Pour autant, ce n’est qu’autour de 2005 qu’il imagine passer du hobby à une démarche professionnelle. Il faut dire qu’entretemps, Soner a entrepris avec succès une formation de graphiste, intégrant rapidement des agences de communication au Luxembourg pour travailler sur de la corporate identity et du design digital dès 2007. Une activité multi-casquette menée en parallèle avec le graff : premières expositions en nom propre, concours (lauréat pour la RATP), l’aventure East Bloc party avec la Cité Musicale de Metz…La reconnaissance.
En 2014, se jugeant trop bridé par le graphisme classique, il opte pour l’indépendance. À cheval entre le graphisme et le statut d’artiste. Depuis son style s’est affirmé : « Mon travail a explosé. J’ai eu plus de temps et de moyens pour m’épanouir. » Dans une porosité créative entre ses deux domaines d’expertise, intégrant un goût prononcé pour la calligraphie nourri depuis l’enfance. Aujourd’hui, il ne travaille presque plus sur papier mais réalise ses esquisses d’illustration ou autres sur tablette avant de vectoriser sur ordinateur. Sans pour autant délaisser toiles ou murs, pour des commandes publiques ou privées. On a récemment pu apprécier sa fresque Le Paradis à Frescaty, ou toute la façade de la Fondation Abbé Pierre à Metz.
30 ans… Et des projets pour en nourrir autant, un œil vers l’international.

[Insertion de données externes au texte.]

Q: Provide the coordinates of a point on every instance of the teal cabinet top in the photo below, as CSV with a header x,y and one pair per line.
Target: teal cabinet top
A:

Dans le cadre de son programme de résidentialisation, le Groupe Vivest a passé commande d’une convention Street Art au collectif Une Phase 2 Styles pour créer une identité de quartier à Metz Nord, à la lisière de Woippy. Avec des fresques d’envergures (exemples en vidéo sur le site Vivers.fr) et l’habillage de mobilier urbain. C’est Soner qui a clôturé l’opération cet été avec la fresque Cache cache.